Automatic Differentiation

Understanding how Optyx computes gradients
Published

February 8, 2026

1 Introduction

Optyx uses symbolic differentiation to compute gradients automatically. This tutorial explains:

  • How symbolic differentiation works
  • Computing gradients, Jacobians, and Hessians
  • Why automatic gradients matter for optimization
  • Performance considerations

2 Why Gradients Matter

Optimization algorithms like SLSQP need derivatives to find the direction of steepest descent:

\[ x_{k+1} = x_k - \alpha \nabla f(x_k) \]
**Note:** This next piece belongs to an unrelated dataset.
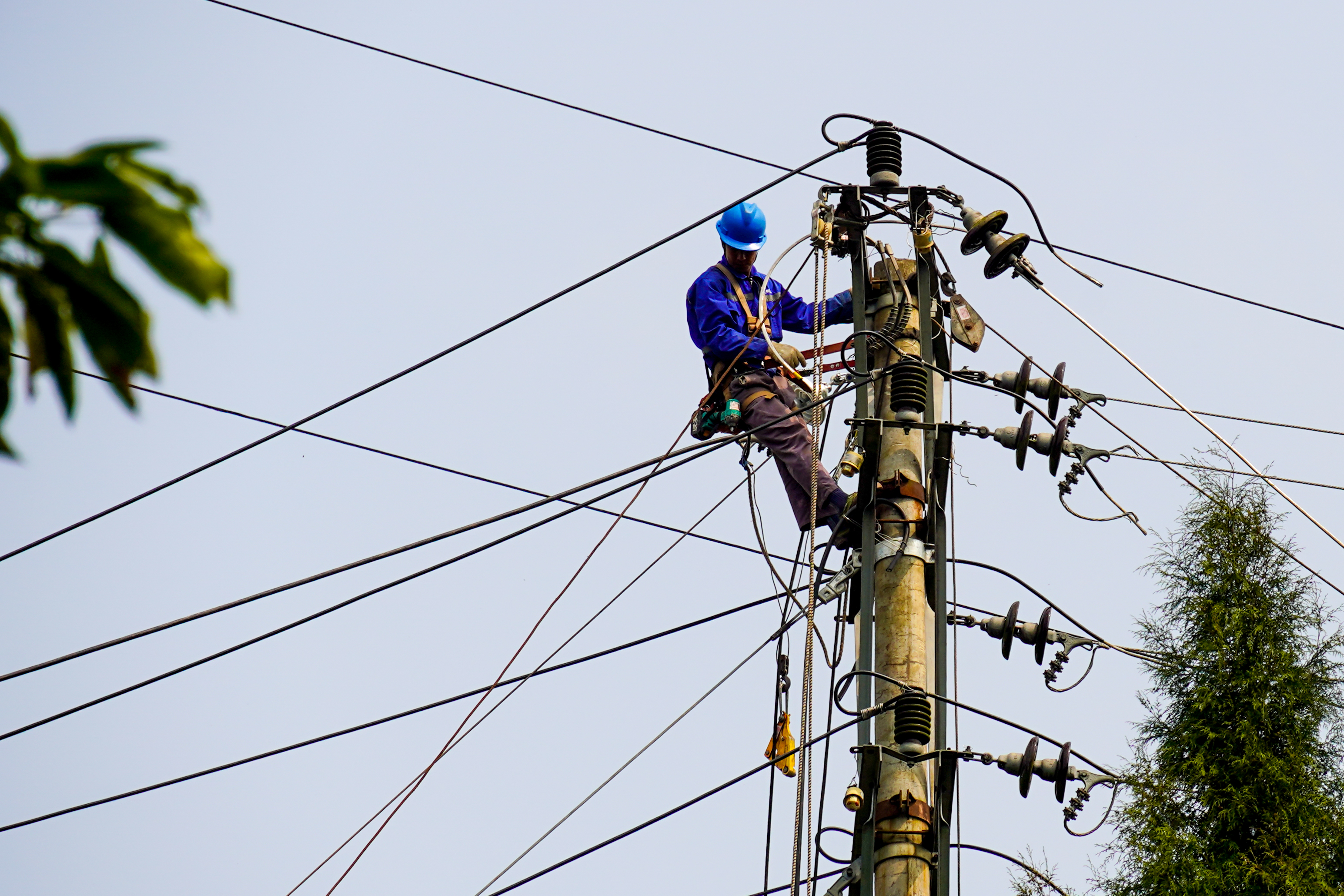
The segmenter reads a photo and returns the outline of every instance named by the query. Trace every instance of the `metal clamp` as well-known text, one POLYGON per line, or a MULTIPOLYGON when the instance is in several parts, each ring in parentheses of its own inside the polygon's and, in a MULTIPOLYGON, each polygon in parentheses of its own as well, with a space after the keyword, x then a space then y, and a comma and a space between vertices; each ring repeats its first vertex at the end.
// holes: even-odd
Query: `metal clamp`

Without gradients, solvers must estimate them numerically (slow and inaccurate). Optyx provides exact gradients automatically.


3 Computing Gradients

3.1 Single Variable

from optyx import Variable
from optyx.core.autodiff import gradient

x = Variable("x")

# f(x) = x³ + 2x² - 5x + 3
f = x**3 + 2*x**2 - 5*x + 3

# f'(x) = 3x² + 4x - 5
df = gradient(f, x)

# Evaluate at x = 2
print(f"f(2) = {f.evaluate({'x': 2.0})}")
print(f"f'(2) = {df.evaluate({'x': 2.0})}")
f(2) = 9.0
f'(2) = 15.0

3.2 Verify Analytically

For \(f(x) = x^3 + 2x^2 - 5x + 3\):

\[ f'(x) = 3x^2 + 4x - 5 \]

At \(x = 2\): \[ f'(2) = 3(4) + 4(2) - 5 = 12 + 8 - 5 = 15 \checkmark \]


4 Multivariable Gradients

4.1 Partial Derivatives

from optyx import Variable
from optyx.core.autodiff import gradient

x = Variable("x")
y = Variable("y")

# f(x, y) = x² + xy + y²
f = x**2 + x*y + y**2

# Partial derivatives
df_dx = gradient(f, x)  # 2x + y
df_dy = gradient(f, y)  # x + 2y

vals = {'x': 3.0, 'y': 2.0}
print(f"∂f/∂x at (3,2) = {df_dx.evaluate(vals)}")  # 2(3) + 2 = 8
print(f"∂f/∂y at (3,2) = {df_dy.evaluate(vals)}")  # 3 + 2(2) = 7
∂f/∂x at (3,2) = 8.0
∂f/∂y at (3,2) = 7.0

4.2 Gradient Vector

from optyx import Variable
from optyx.core.autodiff import gradient
import numpy as np

x = Variable("x")
y = Variable("y")

f = x**2 + x*y + y**2

# Build gradient vector
grad = [gradient(f, x), gradient(f, y)]

# Evaluate
vals = {'x': 3.0, 'y': 2.0}
grad_vec = np.array([g.evaluate(vals) for g in grad])
print(f"∇f(3,2) = {grad_vec}")
∇f(3,2) = [8. 7.]

5 Transcendental Functions

Optyx handles derivatives of transcendental functions:

from optyx import Variable, sin, cos, exp, log
from optyx.core.autodiff import gradient

x = Variable("x")

# d/dx sin(x) = cos(x)
print(f"d/dx sin(x) at π/4: {gradient(sin(x), x).evaluate({'x': 0.785}):.4f}")
print(f"cos(π/4):           {cos(x).evaluate({'x': 0.785}):.4f}")

# d/dx exp(x) = exp(x)
print(f"\nd/dx exp(x) at 1: {gradient(exp(x), x).evaluate({'x': 1.0}):.4f}")
print(f"exp(1):           {exp(x).evaluate({'x': 1.0}):.4f}")

# d/dx log(x) = 1/x
print(f"\nd/dx log(x) at 2: {gradient(log(x), x).evaluate({'x': 2.0}):.4f}")
print(f"1/2:              {0.5:.4f}")
d/dx sin(x) at π/4: 0.7074
cos(π/4):           0.7074

d/dx exp(x) at 1: 2.7183
exp(1):           2.7183

d/dx log(x) at 2: 0.5000
1/2:              0.5000

6 Chain Rule

Optyx automatically applies the chain rule:

from optyx import Variable, sin, exp
from optyx.core.autodiff import gradient

x = Variable("x")

# f(x) = sin(exp(x))
# f'(x) = cos(exp(x)) · exp(x)
f = sin(exp(x))
df = gradient(f, x)

val = df.evaluate({'x': 0.5})
print(f"d/dx sin(exp(x)) at 0.5 = {val:.4f}")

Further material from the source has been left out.